One individual in the survey states, “I wasn’t really nice back then,” in regards to why they used homophobic and trans-phobic language. Others in the survey said that learning about what exactly is homophobia and trans-phobia is what led themselves to stop using slurs and learn more about what it means to be an ally.

Non-LGBTQ+ individuals often forget that despite liking the opposite gender and being born in the right body, there are not many differences between themselves and LGBTQ+ people. Differences between LGBTQ+ and Cisgender-Heterosexual people are often the result of a society that favors gender and sexuality norms.

It is often not recognized this happens, but it can be things such as watching a romance movie where we watch a girl and guy fall in love in high school, talking about a crush, men’s  versus women’s clothing. These are experiences that enforce the cisgender-hetero-normative ideas within society. And while none of these things are wrong, they do make it harder to see LGBTQ+ people as normal because they aren’t represented as often, despite the fact that roughly one in five individuals at SHS identify as LGBTQ+. Even with increasing LGBTQ+ representation in music, television, films and books, it is debatable whether or not they accurately portray what it is like to be gay or transgender, much less, become mainstream.

LGBTQ+ people often have to hide away their identities in fear of being rejected by their families, friends, peers at school or work and other types of relationships. Many LGBTQ+ people would face discrimination for being ‘out’ in certain settings such as possibly from friends, work, school, a religious community, in their own families and even the government. It is also important to remember because we live in a cisgender-hetero-normative society, LGBTQ+ people have to come out in order to distinguish themselves from these expectations. Coming out however, is a personal choice that is for the individual to make, no one else.

LGBTQ+ students, as well as staff, at SHS are protected under several board policies, in addition it is stated in the handbook that gender or sexuality discrimination will lead to consequences. However, rules do not prevent students from being homophobic or trans-phobic. 

SHS administration recognizes there is a problem with homophobia and trans-phobia at the school. Principal Erin Short said that in addition to consequences such as out-of-school suspensions for harassment and hate speech, there are upcoming diversity and inclusion lessons hoping to broaden students’ knowledge of LGBTQ+ acceptance.

“One of our PTA lessons this year for second semester is about the LGBTQ+ community,” Short said.

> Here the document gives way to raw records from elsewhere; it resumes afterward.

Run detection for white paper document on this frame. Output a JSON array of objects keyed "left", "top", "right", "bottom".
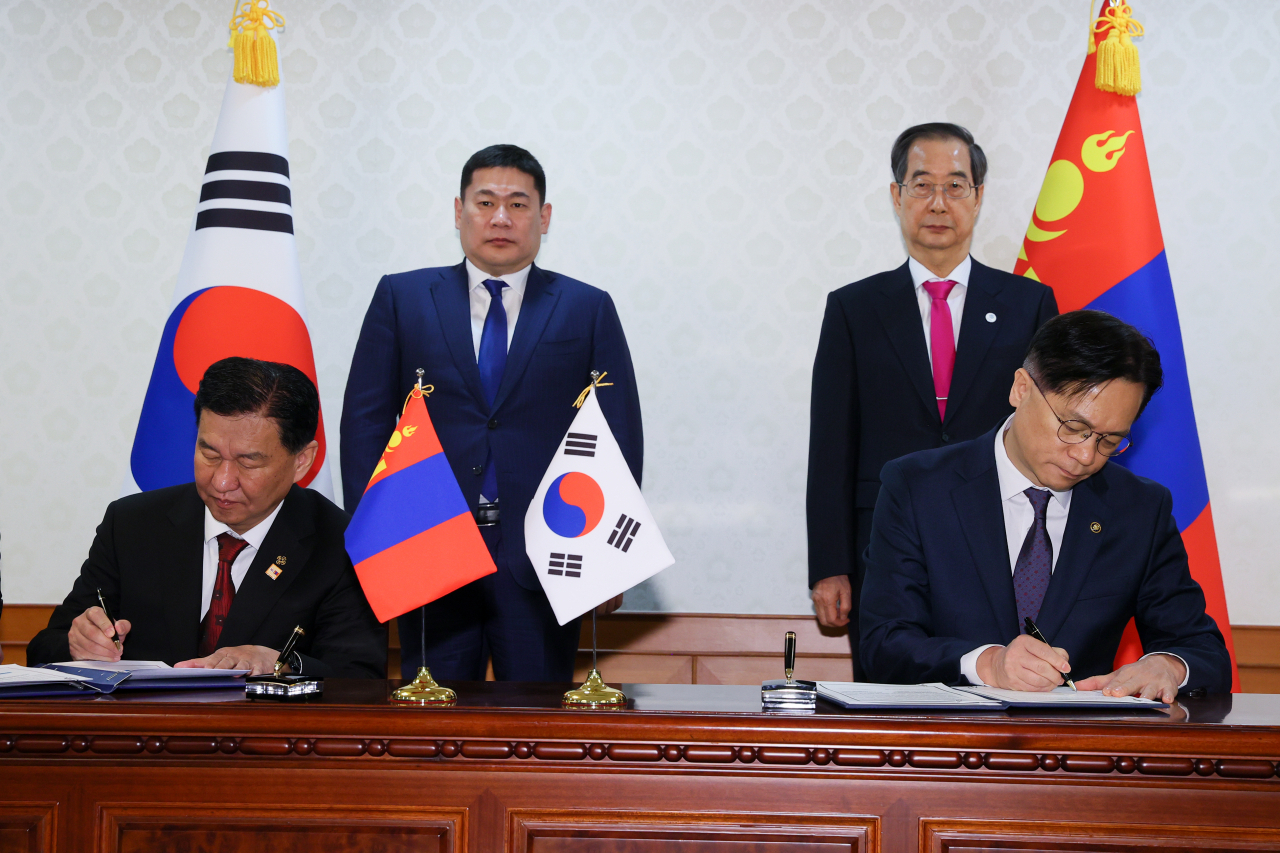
[
  {"left": 56, "top": 661, "right": 252, "bottom": 681},
  {"left": 0, "top": 663, "right": 90, "bottom": 686},
  {"left": 959, "top": 686, "right": 1169, "bottom": 708},
  {"left": 818, "top": 681, "right": 1005, "bottom": 710}
]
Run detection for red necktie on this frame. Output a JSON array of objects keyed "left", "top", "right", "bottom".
[
  {"left": 923, "top": 279, "right": 956, "bottom": 419},
  {"left": 198, "top": 533, "right": 248, "bottom": 657}
]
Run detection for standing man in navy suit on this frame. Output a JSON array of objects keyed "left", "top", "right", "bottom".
[
  {"left": 806, "top": 122, "right": 1057, "bottom": 669},
  {"left": 861, "top": 311, "right": 1231, "bottom": 702},
  {"left": 342, "top": 145, "right": 644, "bottom": 681}
]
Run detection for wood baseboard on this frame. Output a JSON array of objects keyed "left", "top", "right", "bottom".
[{"left": 10, "top": 605, "right": 1280, "bottom": 693}]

Short goes on to explain that while the school has done some work for acceptance, there is more that could be done.

SHS students can instead utilize resources that already exist. SHS has a Gay-Straight Alliance club (GSA) that provides a welcoming atmosphere for students of both groups that generally discuss issues such as acceptance, queer history, and sometimes even have guest speakers such as Robert Rivera, an openly gay history teacher at SHS. 

“I’ve spoken to the GSA every year for the last few years,” Rivera said, referring to his story about how he got married to his husband the same day gay marriage was legalized in every US state under Obergefell v. Hodges

“I think Solon is far better [in regards to LGBTQ+ acceptance] than the vast majority of public schools in the country,” Rivera said. He also said that he has heard stories about discrimination from his LGBTQ+ students and explains that the climate regarding acceptance towards LGBTQ+ students and teachers has gotten better since his first time working at SHS in the late 90’s. 

Both students in the survey, Rivera and Short agree that there is more to be done for LGBTQ+ acceptance at SHS. While change cannot happen overnight, the students, Rivera and Short believe the LGBTQ+ climate at SHS is improving as time goes on.